TERNATE, Kalesang — Wakil Gubernur Maluku Utara, Sarbin Sehe, resmi membuka Festival Buku Maluku Utara atau BookFest Maluku Utara 2026 di Benteng Oranje, Kota Ternate, Jumat (11/9/2026).
Festival yang berlangsung selama dua hari, 11–12 September 2026, tersebut dirangkaikan dengan peluncuran Yayasan Rumah Buku Maluku Utara dan 99 buku karya penulis Maluku Utara.
Peluncuran 99 buku ditandai dengan penandatanganan replika sampul buku secara simbolis oleh Sarbin Sehe.
BookFest Maluku Utara juga menghadirkan sejumlah stan yang menyediakan berbagai karya penulis Maluku Utara serta buku dari Gramedia.
Selain itu, kegiatan tersebut melibatkan sivitas akademika MAN Insan Cendekia Halmahera Barat, SMA Negeri 8 Ternate, SMA Negeri 4 Ternate, hingga Dinas Perpustakaan dan Kearsipan Daerah (Dispersip) Kota Ternate yang menghadirkan mobil perpustakaan keliling di lokasi festival.
Festival Buku Maluku Utara merupakan hasil kolaborasi Ikatan Cendekiawan Muslim Indonesia (ICMI) Wilayah Maluku Utara, Komunitas Faduli Buku, dan Jakofi Pustaka.
Beragam kegiatan literasi turut digelar dalam festival tersebut, mulai dari diskusi buku, creative writing, teknik menulis sajak, musikalisasi puisi, pameran buku karya penulis Maluku Utara, hingga meet and greet yang menjadi ruang bagi masyarakat untuk bertemu langsung dengan para penulis.
Dalam sambutannya, Sarbin Sehe mengatakan buku memiliki peran penting dalam kehidupan masyarakat.
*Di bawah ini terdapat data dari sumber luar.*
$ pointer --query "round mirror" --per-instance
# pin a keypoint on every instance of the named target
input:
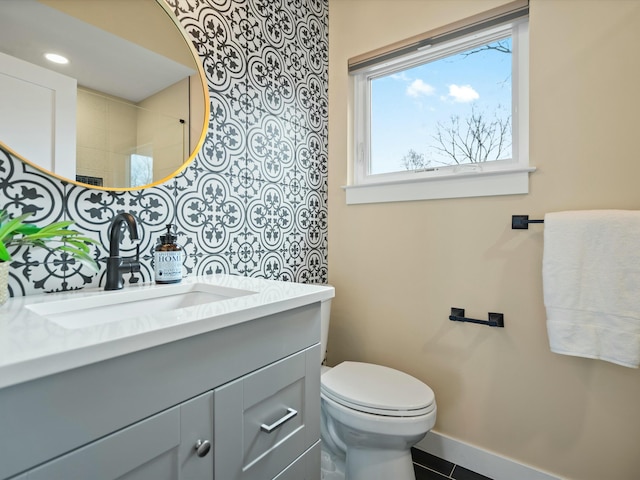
(105, 93)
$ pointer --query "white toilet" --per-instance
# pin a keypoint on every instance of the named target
(372, 416)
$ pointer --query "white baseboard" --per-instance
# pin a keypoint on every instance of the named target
(479, 460)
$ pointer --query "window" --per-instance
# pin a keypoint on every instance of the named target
(445, 117)
(140, 170)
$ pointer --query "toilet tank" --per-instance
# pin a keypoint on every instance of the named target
(325, 312)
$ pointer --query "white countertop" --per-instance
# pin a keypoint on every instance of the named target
(32, 346)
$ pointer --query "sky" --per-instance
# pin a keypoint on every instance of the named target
(407, 106)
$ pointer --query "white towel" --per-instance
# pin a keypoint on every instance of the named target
(591, 280)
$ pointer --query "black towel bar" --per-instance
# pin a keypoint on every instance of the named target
(495, 319)
(521, 222)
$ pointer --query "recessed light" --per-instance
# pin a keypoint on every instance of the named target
(55, 58)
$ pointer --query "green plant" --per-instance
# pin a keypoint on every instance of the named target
(58, 236)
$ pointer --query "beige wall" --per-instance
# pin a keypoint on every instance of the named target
(399, 267)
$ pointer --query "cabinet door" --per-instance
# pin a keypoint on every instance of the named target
(267, 419)
(161, 447)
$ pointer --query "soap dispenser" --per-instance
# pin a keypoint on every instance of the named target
(168, 259)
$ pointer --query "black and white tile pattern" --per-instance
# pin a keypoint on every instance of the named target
(254, 201)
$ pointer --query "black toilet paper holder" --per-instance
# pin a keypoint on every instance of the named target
(495, 319)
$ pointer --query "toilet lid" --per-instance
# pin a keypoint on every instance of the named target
(377, 389)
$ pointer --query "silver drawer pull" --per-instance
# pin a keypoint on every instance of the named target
(270, 428)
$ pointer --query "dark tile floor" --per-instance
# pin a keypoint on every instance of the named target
(430, 467)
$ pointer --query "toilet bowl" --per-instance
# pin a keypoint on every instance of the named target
(371, 417)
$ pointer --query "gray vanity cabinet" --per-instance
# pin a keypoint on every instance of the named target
(268, 419)
(162, 447)
(140, 416)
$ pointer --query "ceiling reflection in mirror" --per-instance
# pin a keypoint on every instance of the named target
(127, 111)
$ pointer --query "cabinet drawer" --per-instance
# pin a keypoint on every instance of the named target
(267, 419)
(306, 467)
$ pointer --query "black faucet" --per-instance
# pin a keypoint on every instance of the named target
(116, 265)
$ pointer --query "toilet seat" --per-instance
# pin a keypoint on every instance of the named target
(370, 388)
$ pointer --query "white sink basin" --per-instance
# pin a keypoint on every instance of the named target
(83, 312)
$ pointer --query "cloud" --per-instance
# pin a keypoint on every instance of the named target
(402, 76)
(463, 93)
(419, 88)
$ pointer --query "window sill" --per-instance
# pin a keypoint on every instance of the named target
(512, 181)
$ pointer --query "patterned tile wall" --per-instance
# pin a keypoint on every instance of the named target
(254, 201)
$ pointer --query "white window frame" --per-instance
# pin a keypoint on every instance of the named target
(500, 177)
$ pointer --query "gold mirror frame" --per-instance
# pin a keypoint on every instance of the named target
(194, 150)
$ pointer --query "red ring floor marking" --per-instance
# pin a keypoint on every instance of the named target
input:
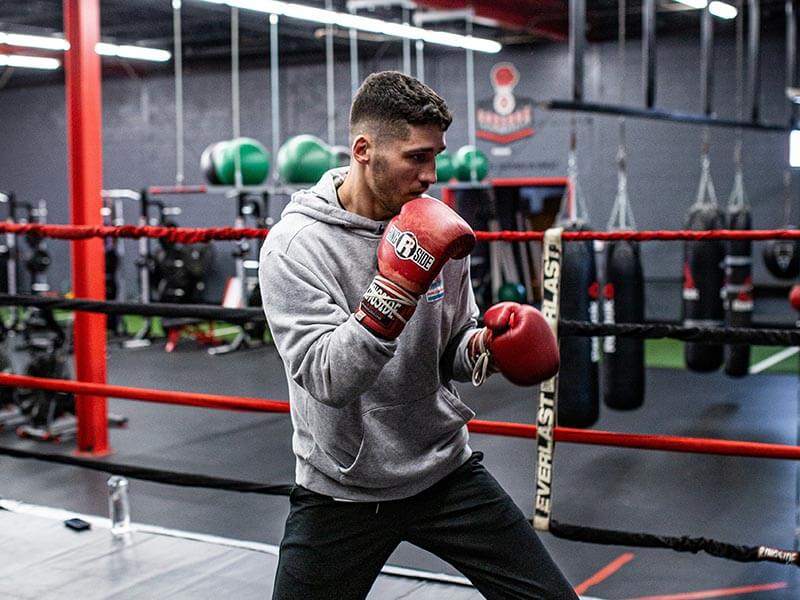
(719, 593)
(604, 573)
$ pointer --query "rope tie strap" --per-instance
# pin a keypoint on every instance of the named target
(479, 357)
(389, 298)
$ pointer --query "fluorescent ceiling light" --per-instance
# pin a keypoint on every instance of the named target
(102, 48)
(693, 3)
(794, 148)
(348, 21)
(29, 62)
(33, 41)
(722, 10)
(135, 52)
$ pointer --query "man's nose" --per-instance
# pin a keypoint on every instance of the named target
(428, 173)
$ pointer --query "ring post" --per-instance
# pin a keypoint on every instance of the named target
(547, 412)
(84, 140)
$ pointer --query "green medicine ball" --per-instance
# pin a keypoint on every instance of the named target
(468, 158)
(340, 156)
(303, 159)
(254, 160)
(511, 292)
(445, 169)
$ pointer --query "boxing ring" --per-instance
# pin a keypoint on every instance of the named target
(599, 524)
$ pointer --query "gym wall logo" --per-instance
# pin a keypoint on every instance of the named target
(505, 118)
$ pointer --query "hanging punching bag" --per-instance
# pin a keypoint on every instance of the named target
(578, 389)
(703, 279)
(738, 290)
(623, 302)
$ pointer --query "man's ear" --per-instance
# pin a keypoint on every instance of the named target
(361, 150)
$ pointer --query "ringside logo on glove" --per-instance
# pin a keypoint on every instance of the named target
(407, 247)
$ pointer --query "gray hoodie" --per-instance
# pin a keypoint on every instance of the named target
(374, 420)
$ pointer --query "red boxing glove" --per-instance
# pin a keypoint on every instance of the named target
(794, 297)
(415, 246)
(518, 342)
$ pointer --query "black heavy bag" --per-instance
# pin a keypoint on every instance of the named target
(578, 389)
(738, 291)
(703, 279)
(782, 258)
(623, 302)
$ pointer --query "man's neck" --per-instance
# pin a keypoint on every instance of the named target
(355, 197)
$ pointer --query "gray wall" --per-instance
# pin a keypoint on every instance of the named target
(663, 158)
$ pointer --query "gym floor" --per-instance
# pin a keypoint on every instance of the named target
(744, 501)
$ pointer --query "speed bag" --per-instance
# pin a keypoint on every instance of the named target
(623, 302)
(578, 377)
(703, 280)
(738, 291)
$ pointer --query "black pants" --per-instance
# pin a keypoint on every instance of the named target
(334, 550)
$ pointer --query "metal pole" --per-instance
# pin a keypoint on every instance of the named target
(406, 45)
(577, 43)
(235, 114)
(178, 57)
(421, 60)
(791, 58)
(649, 52)
(754, 66)
(471, 100)
(329, 78)
(706, 62)
(274, 89)
(355, 81)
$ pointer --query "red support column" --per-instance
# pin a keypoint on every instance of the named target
(85, 171)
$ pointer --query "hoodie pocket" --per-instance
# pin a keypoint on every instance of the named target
(408, 440)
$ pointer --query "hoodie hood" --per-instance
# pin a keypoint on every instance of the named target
(322, 204)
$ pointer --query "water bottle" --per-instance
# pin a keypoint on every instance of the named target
(119, 507)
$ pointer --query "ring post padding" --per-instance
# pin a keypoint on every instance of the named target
(547, 411)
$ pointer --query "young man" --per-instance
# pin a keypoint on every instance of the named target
(367, 293)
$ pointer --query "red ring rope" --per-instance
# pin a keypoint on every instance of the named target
(563, 434)
(192, 235)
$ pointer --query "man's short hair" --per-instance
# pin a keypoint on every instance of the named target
(389, 101)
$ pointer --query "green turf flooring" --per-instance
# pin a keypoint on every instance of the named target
(668, 354)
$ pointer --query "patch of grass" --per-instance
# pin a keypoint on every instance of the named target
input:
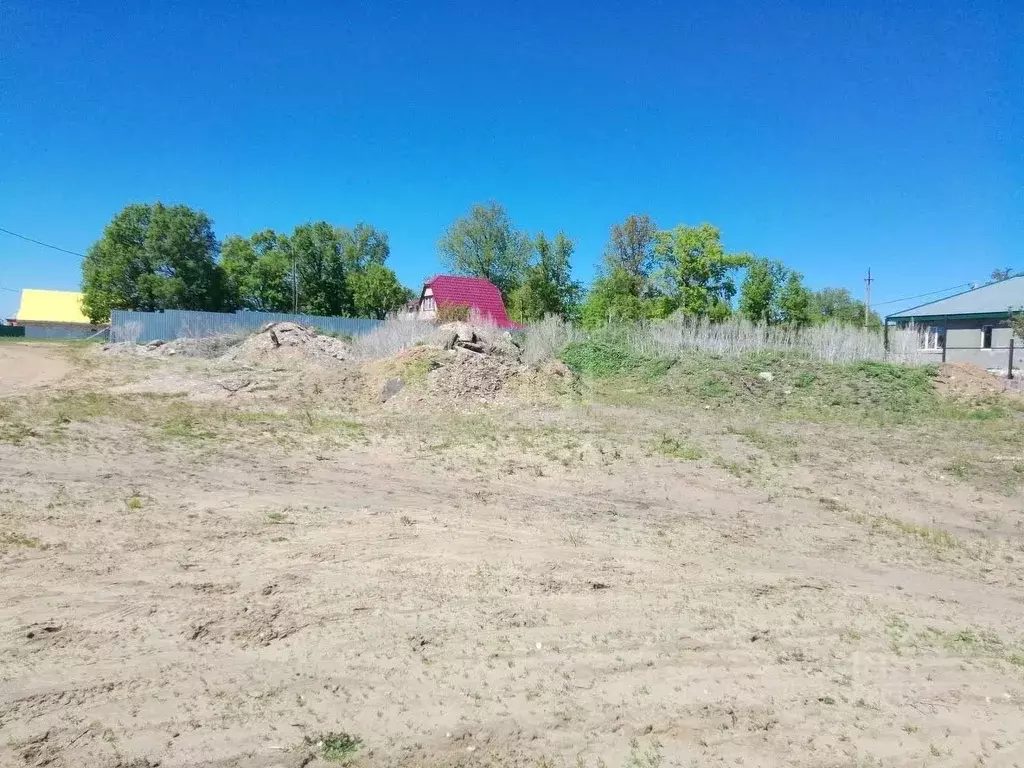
(801, 387)
(337, 747)
(186, 422)
(607, 354)
(13, 431)
(958, 468)
(17, 540)
(674, 449)
(934, 537)
(78, 407)
(736, 469)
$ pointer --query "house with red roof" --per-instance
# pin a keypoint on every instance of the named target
(479, 295)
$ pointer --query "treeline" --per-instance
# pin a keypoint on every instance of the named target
(167, 257)
(646, 273)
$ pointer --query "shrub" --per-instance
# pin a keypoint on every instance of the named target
(609, 353)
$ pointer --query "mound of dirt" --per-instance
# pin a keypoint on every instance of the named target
(289, 341)
(963, 381)
(463, 363)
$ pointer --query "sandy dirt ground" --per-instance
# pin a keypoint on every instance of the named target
(25, 366)
(525, 586)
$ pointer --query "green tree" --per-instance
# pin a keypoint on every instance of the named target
(364, 245)
(153, 257)
(613, 297)
(376, 291)
(759, 294)
(317, 250)
(259, 271)
(548, 287)
(795, 301)
(837, 305)
(484, 244)
(697, 270)
(631, 247)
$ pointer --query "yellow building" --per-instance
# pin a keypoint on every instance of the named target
(52, 314)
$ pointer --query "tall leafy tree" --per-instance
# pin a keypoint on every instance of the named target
(795, 301)
(259, 271)
(760, 291)
(837, 305)
(376, 291)
(485, 244)
(364, 245)
(614, 297)
(1000, 274)
(548, 287)
(697, 270)
(153, 257)
(631, 246)
(323, 289)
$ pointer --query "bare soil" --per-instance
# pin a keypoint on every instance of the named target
(24, 365)
(206, 574)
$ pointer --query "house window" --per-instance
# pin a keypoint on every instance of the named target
(933, 337)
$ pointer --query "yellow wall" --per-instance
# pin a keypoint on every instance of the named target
(50, 306)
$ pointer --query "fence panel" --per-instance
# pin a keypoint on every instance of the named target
(173, 324)
(67, 332)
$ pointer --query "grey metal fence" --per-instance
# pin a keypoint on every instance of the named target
(69, 332)
(173, 324)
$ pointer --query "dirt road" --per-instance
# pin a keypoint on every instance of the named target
(25, 366)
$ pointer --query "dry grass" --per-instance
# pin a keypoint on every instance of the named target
(715, 574)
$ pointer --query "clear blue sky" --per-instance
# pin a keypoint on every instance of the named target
(832, 136)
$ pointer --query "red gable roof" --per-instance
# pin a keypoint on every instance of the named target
(476, 293)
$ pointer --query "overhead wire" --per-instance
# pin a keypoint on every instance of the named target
(922, 295)
(40, 243)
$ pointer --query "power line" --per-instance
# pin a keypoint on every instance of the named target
(923, 295)
(40, 243)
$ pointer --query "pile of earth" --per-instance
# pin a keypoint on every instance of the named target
(963, 381)
(466, 363)
(289, 341)
(273, 341)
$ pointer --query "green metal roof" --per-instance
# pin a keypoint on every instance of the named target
(994, 299)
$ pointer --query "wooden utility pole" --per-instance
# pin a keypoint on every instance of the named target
(867, 295)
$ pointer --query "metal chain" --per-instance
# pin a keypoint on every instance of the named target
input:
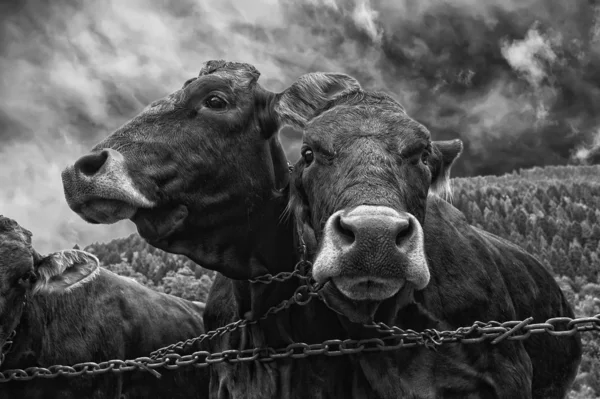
(302, 296)
(393, 338)
(397, 339)
(7, 346)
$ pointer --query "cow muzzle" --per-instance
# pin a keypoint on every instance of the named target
(371, 252)
(99, 188)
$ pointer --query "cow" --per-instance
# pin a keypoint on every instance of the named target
(65, 309)
(202, 173)
(371, 192)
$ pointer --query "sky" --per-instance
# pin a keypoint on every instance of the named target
(517, 80)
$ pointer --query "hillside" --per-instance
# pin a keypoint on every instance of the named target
(553, 212)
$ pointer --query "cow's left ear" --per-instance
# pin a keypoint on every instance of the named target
(443, 156)
(65, 270)
(297, 104)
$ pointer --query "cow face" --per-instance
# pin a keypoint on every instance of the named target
(200, 162)
(23, 272)
(360, 189)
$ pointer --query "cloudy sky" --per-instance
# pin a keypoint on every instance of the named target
(517, 80)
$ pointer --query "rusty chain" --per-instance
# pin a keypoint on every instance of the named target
(6, 347)
(394, 338)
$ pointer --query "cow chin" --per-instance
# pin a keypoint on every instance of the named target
(159, 223)
(106, 211)
(368, 288)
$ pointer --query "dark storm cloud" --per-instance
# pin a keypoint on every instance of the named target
(516, 80)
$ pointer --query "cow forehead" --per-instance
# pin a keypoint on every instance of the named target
(237, 82)
(343, 123)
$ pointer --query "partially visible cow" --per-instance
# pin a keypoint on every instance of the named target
(202, 173)
(66, 309)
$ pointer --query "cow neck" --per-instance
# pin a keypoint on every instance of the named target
(276, 252)
(26, 339)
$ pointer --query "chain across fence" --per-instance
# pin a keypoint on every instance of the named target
(395, 338)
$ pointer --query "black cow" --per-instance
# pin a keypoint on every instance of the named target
(66, 309)
(201, 173)
(369, 192)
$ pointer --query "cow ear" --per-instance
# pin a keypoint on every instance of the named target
(443, 157)
(298, 104)
(65, 270)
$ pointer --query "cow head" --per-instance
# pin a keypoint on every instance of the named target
(360, 192)
(195, 170)
(23, 272)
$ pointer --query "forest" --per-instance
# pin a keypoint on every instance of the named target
(552, 212)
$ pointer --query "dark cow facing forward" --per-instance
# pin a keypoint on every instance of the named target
(367, 192)
(201, 173)
(66, 309)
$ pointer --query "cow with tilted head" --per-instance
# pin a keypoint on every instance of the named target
(202, 173)
(65, 309)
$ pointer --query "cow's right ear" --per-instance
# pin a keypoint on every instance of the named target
(63, 271)
(298, 103)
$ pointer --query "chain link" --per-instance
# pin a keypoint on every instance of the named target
(393, 338)
(7, 346)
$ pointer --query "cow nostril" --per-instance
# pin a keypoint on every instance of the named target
(90, 164)
(344, 230)
(404, 228)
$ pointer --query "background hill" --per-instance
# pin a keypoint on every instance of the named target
(553, 212)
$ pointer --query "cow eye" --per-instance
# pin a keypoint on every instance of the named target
(308, 155)
(216, 102)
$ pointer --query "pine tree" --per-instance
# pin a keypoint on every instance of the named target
(575, 255)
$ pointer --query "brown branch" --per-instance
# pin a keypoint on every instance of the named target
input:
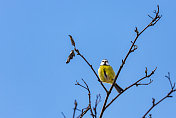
(152, 23)
(63, 114)
(75, 108)
(84, 112)
(145, 83)
(167, 96)
(78, 53)
(89, 96)
(135, 83)
(98, 99)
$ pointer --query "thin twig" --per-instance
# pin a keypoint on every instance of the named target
(63, 114)
(89, 96)
(78, 53)
(135, 83)
(72, 54)
(152, 23)
(75, 108)
(98, 99)
(167, 96)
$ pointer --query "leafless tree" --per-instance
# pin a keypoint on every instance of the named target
(93, 110)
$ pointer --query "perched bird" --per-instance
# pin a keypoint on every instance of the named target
(107, 74)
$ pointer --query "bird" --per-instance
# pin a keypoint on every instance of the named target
(107, 74)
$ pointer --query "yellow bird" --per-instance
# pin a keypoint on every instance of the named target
(107, 74)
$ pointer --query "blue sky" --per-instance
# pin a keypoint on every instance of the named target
(35, 82)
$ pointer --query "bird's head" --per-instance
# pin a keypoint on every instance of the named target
(104, 62)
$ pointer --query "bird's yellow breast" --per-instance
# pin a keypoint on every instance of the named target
(106, 74)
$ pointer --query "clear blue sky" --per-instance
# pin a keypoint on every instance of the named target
(35, 82)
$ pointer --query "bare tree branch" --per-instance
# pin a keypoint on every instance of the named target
(75, 108)
(98, 99)
(167, 96)
(132, 49)
(63, 114)
(78, 53)
(89, 96)
(135, 83)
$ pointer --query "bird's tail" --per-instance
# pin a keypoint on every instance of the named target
(118, 88)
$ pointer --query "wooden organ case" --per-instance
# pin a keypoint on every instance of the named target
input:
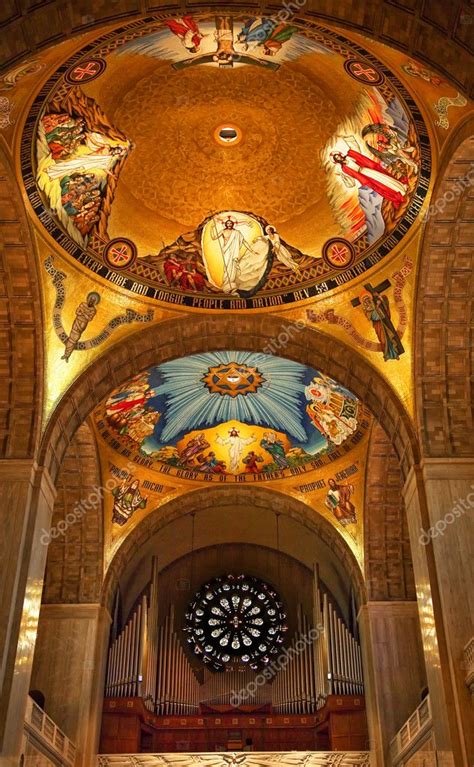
(158, 700)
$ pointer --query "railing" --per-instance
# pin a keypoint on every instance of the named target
(239, 759)
(468, 654)
(412, 732)
(41, 728)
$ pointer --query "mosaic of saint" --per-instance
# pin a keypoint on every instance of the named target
(217, 161)
(232, 415)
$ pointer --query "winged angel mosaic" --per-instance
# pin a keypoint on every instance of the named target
(227, 414)
(371, 165)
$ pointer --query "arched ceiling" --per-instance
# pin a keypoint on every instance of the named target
(223, 516)
(438, 34)
(156, 238)
(129, 172)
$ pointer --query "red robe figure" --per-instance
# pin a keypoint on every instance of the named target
(371, 173)
(188, 32)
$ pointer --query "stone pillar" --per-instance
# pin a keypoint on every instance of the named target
(69, 669)
(439, 498)
(27, 495)
(394, 669)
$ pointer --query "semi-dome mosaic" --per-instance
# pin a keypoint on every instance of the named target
(220, 161)
(232, 414)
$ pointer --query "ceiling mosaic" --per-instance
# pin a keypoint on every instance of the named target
(225, 162)
(232, 416)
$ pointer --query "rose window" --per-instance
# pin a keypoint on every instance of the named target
(236, 619)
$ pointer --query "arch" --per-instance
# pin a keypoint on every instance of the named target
(21, 356)
(197, 501)
(259, 333)
(430, 31)
(444, 355)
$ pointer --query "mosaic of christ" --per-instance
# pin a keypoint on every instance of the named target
(227, 161)
(232, 413)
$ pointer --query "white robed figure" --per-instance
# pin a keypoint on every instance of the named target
(236, 445)
(232, 242)
(235, 260)
(95, 153)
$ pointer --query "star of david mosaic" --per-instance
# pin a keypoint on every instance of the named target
(233, 379)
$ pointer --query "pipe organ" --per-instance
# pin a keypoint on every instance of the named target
(133, 655)
(226, 688)
(323, 659)
(177, 685)
(148, 660)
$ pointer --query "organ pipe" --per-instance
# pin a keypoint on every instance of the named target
(147, 659)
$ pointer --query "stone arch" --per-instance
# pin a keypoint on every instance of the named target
(432, 32)
(197, 501)
(444, 353)
(189, 335)
(21, 357)
(75, 553)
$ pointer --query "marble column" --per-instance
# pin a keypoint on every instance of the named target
(27, 495)
(394, 669)
(439, 498)
(69, 669)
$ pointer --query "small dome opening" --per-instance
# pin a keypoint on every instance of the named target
(228, 134)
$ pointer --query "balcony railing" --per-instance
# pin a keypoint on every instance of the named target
(468, 653)
(239, 759)
(41, 729)
(412, 732)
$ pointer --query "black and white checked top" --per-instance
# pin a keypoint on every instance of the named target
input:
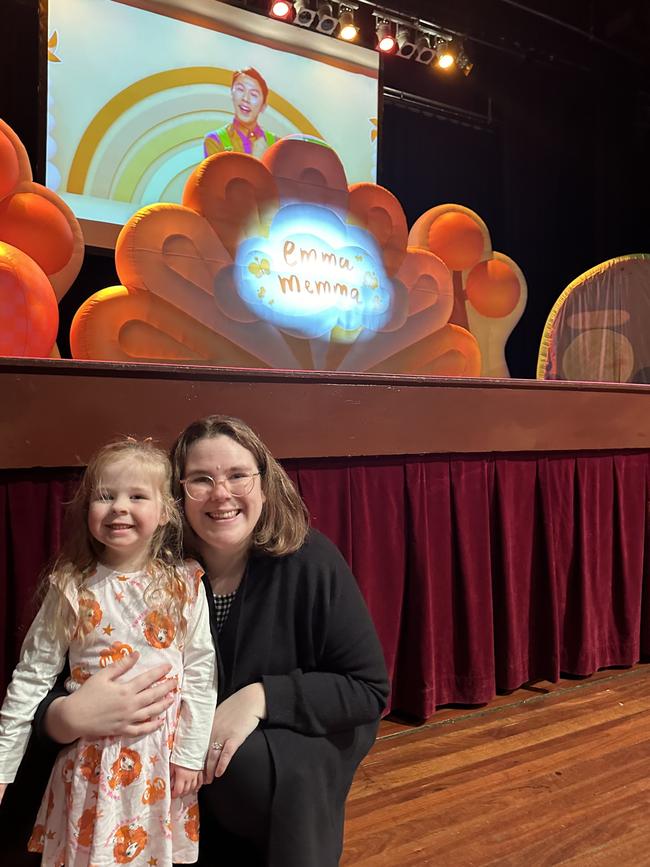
(222, 605)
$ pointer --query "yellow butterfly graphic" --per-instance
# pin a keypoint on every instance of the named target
(260, 267)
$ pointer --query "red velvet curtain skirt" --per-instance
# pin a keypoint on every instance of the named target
(481, 572)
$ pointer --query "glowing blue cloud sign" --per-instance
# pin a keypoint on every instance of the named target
(314, 273)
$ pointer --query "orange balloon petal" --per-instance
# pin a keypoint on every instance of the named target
(29, 314)
(493, 288)
(37, 227)
(457, 239)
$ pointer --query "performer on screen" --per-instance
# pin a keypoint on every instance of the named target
(249, 93)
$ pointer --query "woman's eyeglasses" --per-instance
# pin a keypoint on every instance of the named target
(201, 486)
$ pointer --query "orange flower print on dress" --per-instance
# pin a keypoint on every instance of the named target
(79, 674)
(86, 826)
(125, 769)
(90, 763)
(130, 841)
(154, 791)
(90, 614)
(114, 653)
(37, 839)
(50, 805)
(192, 823)
(66, 772)
(159, 629)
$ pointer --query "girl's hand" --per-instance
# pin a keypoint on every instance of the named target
(184, 781)
(109, 704)
(234, 720)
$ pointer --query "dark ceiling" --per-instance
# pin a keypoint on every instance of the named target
(589, 34)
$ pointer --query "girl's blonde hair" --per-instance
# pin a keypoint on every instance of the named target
(80, 551)
(284, 521)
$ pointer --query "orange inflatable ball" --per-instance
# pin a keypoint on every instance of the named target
(493, 288)
(29, 314)
(37, 227)
(457, 240)
(9, 169)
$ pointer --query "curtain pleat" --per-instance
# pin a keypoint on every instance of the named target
(481, 572)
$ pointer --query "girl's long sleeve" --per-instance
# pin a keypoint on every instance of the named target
(42, 658)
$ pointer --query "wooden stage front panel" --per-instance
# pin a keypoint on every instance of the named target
(56, 412)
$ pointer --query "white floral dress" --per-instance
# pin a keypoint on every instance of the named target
(108, 799)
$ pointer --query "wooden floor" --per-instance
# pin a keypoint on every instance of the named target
(551, 774)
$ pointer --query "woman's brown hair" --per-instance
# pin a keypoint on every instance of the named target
(284, 521)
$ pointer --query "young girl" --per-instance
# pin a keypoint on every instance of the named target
(119, 587)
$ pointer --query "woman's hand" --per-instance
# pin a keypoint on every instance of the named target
(109, 704)
(184, 781)
(234, 720)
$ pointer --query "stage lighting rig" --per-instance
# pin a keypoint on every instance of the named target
(385, 32)
(348, 29)
(306, 12)
(327, 21)
(405, 41)
(284, 10)
(445, 54)
(463, 62)
(424, 53)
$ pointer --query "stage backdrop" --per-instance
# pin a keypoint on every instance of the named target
(280, 263)
(132, 93)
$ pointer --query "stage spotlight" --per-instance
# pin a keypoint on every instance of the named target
(305, 12)
(445, 54)
(463, 62)
(385, 36)
(327, 23)
(282, 9)
(405, 41)
(424, 53)
(348, 30)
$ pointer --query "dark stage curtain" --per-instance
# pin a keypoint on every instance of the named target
(482, 572)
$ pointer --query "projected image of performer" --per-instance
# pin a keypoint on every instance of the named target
(244, 134)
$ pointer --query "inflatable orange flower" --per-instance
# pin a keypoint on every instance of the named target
(277, 263)
(41, 250)
(490, 290)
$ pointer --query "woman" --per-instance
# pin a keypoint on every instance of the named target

Menurutnya, budaya membaca dan menulis perlu terus didorong karena penulis memiliki peran penting dalam menyediakan informasi bagi masyarakat.
“Buku sangat penting dan menulis setara dengan guru. Penulis tidak bisa tergantikan oleh sistem informasi, karena tanpa penulis kita tidak mendapatkan informasi,” kata Sarbin.
Ia mengatakan kemampuan menulis tidak dapat dipisahkan dari budaya membaca. Karena itu, masyarakat perlu terus didorong untuk meningkatkan minat baca sekaligus menghasilkan karya dalam bentuk buku.
Sarbin juga berharap kolaborasi berbagai pihak dalam meningkatkan budaya literasi di Maluku Utara dapat terus dilakukan. Menurutnya, kegiatan kepenulisan perlu melibatkan generasi muda agar budaya membaca dan menulis dapat terus berkembang.
Sementara itu, Ketua ICMI Orwil Maluku Utara, Kasman Hi. Ahmad, berharap Festival Buku Maluku Utara dapat ditetapkan sebagai agenda tahunan dan terus dilaksanakan pada tahun-tahun berikutnya.
Menurut Kasman, kehadiran Yayasan Rumah Buku Maluku Utara diharapkan dapat menjadi bagian dari gerakan literasi sekaligus membantu penulis di Maluku Utara menerbitkan karya mereka.
“Dan adanya Yayasan Rumah Buku diharapkan menjadi gerakan dalam literasi dan pembukuan di Provinsi Maluku Utara. Di yayasan ini nantinya kita mendorong dan memfasilitasi teman-teman yang memiliki kemampuan menulis dan sudah memiliki naskah, tetapi belum diterbitkan,” kata Kasman.